The names trip off the tongue - Didi, Rivelino and Zico from the older generations, Roberto Carlos and Ronaldinho for the younger fans.
There are even a few modern European pretenders to the free kick taker's throne in the shape of sharpshooters like David Beckham, Zlatan Ibrahimovic and Italy's sublime Andrea Pirlo, but in northeastern Brazil, there is only one name that matters - Juninho Pernambucano.
"From distance you could add Roberto Carlos because of the strength and change of direction," said former team mate Wendel Geraldo, "but for the overall perfection, at the height of his career I would say Juninho. Without question."
Speaking to Reuters at the training ground of Sport Club do Recife, where Juninho honed his technique as a young professional before moving to Europe, Wendel explained why the former Lyon and Brazil midfielder was the best in the business.
"I was able to follow him as a rival in France, when I played in Bordeaux and he was at Lyon, and as a team mate here at Vasco da Gama," he explained. "The most complete taker of free kicks was Juninho, both from close up and from far away.
"From close up, he was able to lift the ball over the wall, and from long distances he could make the ball's trajectory change completely," he said. "If you analyze Juninho you'd have the most complete free kick taker. I'd call it perfection, really."
Juninho scored dozens of goals from free kicks in a career that saw him win seven league titles in France with Lyon and 40 caps for Brazil before retiring from the game in 2013 at the age of 38.
Now among the ranks of Juninho's successors as one of the players who takes free kicks at Sport, Wendel says a lot of hard work goes into becoming an expert like his predecessor or Roberto Carlos.
PRACTICE MAKES PERFECT
"The best characteristic you can have is the training, day after day, perfecting it," the 32-year-old said. "A free kick taker is already born with that gift, and during training he perfects it. It's a gift that you don't achieve overnight."
Watching Sport's youth team players carefully as he speaks, Wendel says Brazilian players practice many different kinds of free kicks in order to master the dead ball.

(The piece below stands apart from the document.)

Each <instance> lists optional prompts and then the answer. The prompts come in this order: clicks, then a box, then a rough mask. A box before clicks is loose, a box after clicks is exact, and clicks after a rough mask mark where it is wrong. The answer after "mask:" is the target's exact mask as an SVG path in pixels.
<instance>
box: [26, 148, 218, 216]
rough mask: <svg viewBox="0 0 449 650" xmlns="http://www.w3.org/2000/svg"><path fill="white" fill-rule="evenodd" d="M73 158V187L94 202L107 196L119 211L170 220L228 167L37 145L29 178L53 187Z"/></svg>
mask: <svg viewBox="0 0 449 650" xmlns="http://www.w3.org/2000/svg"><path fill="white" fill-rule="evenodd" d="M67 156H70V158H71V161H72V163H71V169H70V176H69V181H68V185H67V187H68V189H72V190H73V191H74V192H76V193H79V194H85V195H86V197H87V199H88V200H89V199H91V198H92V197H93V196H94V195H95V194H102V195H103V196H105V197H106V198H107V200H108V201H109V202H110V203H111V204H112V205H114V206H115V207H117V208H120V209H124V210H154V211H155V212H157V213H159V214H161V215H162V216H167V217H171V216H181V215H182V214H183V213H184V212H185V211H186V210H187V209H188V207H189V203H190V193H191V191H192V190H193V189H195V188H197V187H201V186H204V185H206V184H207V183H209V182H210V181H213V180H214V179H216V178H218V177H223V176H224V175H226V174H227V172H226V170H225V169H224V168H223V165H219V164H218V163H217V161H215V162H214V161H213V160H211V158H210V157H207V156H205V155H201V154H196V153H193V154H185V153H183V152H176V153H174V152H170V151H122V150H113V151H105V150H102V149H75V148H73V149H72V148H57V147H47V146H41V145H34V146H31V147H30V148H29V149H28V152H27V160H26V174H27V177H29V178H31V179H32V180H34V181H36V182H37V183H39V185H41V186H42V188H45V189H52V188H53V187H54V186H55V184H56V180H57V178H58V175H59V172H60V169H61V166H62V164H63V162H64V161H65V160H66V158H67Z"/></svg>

"From distance, you need to hit more with the top of your foot and with more power. From up close to the goalie, you’d need to hit more with the inside of the foot," he added, pointing to his instep."
He blames the lack of goals from free kicks at the World Cup on the retirement of some of the foremost Brazilian exponents of the art.

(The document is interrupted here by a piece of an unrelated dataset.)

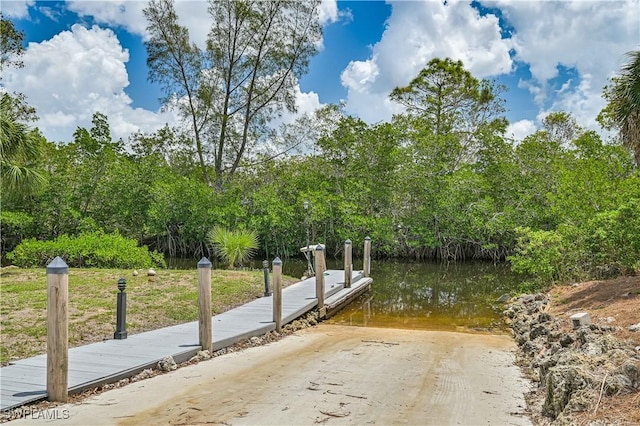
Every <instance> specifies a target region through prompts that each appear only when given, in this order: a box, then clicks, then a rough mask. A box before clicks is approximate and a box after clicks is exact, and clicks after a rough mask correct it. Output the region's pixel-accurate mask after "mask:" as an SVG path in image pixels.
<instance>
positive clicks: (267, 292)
mask: <svg viewBox="0 0 640 426" xmlns="http://www.w3.org/2000/svg"><path fill="white" fill-rule="evenodd" d="M262 269H263V271H264V297H268V296H271V294H273V293H271V288H270V287H271V286H270V285H269V261H268V260H263V261H262Z"/></svg>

"If Juninho was at the World Cup and we had him to hit every free kick, we’d have five or six goals from them," Wendel said with a smile.
"There have been some close calls, like Pirlo's against England that hit the crossbar. That was a perfect example of a well-executed free kick, since the ball changed direction.
"These are the most dangerous - the goalie will go one way and at the last second the ball changes direction."
Despite the presence of Cristiano Ronaldo and Lionel Messi at the tournament, precious few free kicks have actually troubled the goalkeepers, and pressed to come up with one player who could yet bend it like a Brazilian, Wendel plumps for Pirlo.
"Pirlo would be along the same lines as Juninho, but there's not so many specialists nowadays, I think that’s why there aren’t as many goals (from free kicks) in the World Cup.
"There aren’t many specialists like the Brazilians I've mentioned in world football."